I also have no idea how efficient or inefficient extracellular transcriptase would be for producing mRNA transcripts. If it's inefficient, you might have to use a pretty strong primer, and I find myself a tiny bit concerned about that in a long-lived human therapeutic.

mRNA production has fewer dependencies than protein production. To me, it feels reasonably intuitive that this might be a bit faster to assemble, especially at scale and in the face of QC. However, I have a lot of uncertainty around this.

About this next thing, I am more sure. What is more challenging about mRNA, and a good part of why it hadn't been a major method before, is delivery* into cells, and maybe targeting that delivery (if needed). If they've got a great lipid coating already configured for this, at that point it's easier to treat this like a modifiable platform and not just a single product. And that could help turnaround time a lot.

Being able to treat this as more of a modifiable-platform than a tailored product is where I suspect the big gains of this method lie.

*Delivery method being a major challenge is generally true of all large-molecule drugs and therapeutics (ex: protein-based), and probably even some of the small-molecule ones. Although I've seen more and more biotech companies specializing into this kind of thing, so humanity is probably getting better at it.

There's something almost comical or ironic about immune response probably foiling most attempts to develop something whose eventual goal is to trigger an immune response, but later. But that's probably a good part of the story of why this was so hard.


P.S. I was about to recommend you make a high-level post about this. I'm glad to see that you already did! I'm probably going to continue a bit of that conversation here, as this seems like a better place for it.

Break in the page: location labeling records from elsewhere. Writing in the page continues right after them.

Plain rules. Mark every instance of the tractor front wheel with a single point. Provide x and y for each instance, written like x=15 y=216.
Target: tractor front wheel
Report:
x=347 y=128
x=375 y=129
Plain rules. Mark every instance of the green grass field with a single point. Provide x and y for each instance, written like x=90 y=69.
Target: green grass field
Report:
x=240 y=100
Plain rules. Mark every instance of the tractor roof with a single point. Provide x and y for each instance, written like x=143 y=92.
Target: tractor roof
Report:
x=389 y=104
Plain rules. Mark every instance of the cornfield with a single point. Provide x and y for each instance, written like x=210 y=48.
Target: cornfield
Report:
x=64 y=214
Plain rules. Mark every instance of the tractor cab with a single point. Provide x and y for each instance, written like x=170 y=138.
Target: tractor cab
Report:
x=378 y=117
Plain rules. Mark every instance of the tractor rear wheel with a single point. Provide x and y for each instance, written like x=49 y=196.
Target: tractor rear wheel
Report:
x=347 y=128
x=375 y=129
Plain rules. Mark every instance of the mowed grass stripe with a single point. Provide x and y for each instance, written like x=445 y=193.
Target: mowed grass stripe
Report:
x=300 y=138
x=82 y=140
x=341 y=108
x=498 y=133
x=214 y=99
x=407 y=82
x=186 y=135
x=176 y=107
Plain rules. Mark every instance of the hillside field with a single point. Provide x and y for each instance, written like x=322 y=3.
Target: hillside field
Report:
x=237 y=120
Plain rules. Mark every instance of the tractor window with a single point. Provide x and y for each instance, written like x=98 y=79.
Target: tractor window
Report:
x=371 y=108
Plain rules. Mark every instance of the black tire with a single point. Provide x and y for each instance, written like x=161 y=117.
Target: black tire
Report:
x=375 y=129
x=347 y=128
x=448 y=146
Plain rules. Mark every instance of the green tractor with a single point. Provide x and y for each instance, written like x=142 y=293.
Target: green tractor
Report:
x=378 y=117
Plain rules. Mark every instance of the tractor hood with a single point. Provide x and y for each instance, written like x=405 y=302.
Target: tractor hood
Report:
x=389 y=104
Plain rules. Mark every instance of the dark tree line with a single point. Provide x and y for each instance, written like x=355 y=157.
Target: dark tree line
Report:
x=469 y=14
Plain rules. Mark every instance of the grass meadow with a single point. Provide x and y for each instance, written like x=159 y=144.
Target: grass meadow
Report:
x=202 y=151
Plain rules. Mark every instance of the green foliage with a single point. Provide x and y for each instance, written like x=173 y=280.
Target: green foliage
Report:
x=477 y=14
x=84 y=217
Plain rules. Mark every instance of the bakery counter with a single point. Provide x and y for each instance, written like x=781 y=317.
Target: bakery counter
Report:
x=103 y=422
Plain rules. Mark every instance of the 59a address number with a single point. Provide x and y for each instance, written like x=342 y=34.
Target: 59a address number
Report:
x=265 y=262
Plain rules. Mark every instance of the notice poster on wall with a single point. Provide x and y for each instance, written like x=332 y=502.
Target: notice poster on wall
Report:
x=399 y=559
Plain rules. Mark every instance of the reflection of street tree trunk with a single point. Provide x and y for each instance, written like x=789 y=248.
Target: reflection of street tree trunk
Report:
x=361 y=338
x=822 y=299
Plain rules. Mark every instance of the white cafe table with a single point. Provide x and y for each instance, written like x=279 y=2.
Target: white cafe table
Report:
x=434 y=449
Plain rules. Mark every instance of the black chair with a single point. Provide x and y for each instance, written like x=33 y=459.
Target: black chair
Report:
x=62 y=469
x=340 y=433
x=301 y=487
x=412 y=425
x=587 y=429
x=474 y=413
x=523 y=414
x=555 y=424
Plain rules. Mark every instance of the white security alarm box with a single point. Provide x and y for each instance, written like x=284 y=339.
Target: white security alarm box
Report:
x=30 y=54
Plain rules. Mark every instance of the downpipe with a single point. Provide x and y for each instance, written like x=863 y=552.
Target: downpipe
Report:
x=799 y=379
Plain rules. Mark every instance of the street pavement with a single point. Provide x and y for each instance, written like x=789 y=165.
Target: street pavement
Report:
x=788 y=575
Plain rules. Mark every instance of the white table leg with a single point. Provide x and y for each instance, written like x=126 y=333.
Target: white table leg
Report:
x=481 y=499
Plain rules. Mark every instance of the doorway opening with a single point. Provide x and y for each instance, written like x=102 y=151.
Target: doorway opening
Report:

There are many application where targeting the delievery seems important. With vaccines the immune system should pick up the proteins regardles of which cell produces them. There still seems to be some complexity to it as far as the CureVac press briefing indicates. They argued that this is a time where they need to have the founder of the company lead it instead of a rather newish CEO because of the complexity.

Protein origin shouldn't matter, but mRNAs are not yet proteins. So for mRNA vaccines, they still need a lipid coating for delivery that evades the immune system but will still fuse with cell membranes.

(Normal cell-to-bubble-to-cell delivery involves mostly protein-based tagging and anchoring, and viruses often imitate parts of this process (this is much of what coronavirus spike-proteins are doing, for instance). But if you are using variants of tags that appear unfamiliar to the immune system, you can easily get an immune reaction against them. I'm not precisely sure how these companies have solved this problem, whether it's by using protein-tagging some entirely-lipid-based solution, or what.)

They might not need to be targeting particular cell-types very heavily, it's true. But they still need to be targeting for delivery to cells-in-general.

To me the successful CureVac phase I trial for Rabies suggests that they do have a solution for the general targeting.

Given that Moderna is already doing their human trials this month and Biontic next month it seems they also have the problem of delievery to cells-in-general solved.

What is the correlation between types of vaccines and needed testing time, if any?

mRNA vaccines are new technology. CEPI (Coalition for Epidemic Preparedness Innovations) was in the past investing money in the technology because of a hope of it being faster. Existing mRNA vaccines did pass phase 1 trials but there's no mRNA vaccine yet that's passed a phase 3 trial.

It's not clear how it affects that actual testing time. Actual testing time will depend a lot on how the actual effects in vivo will be.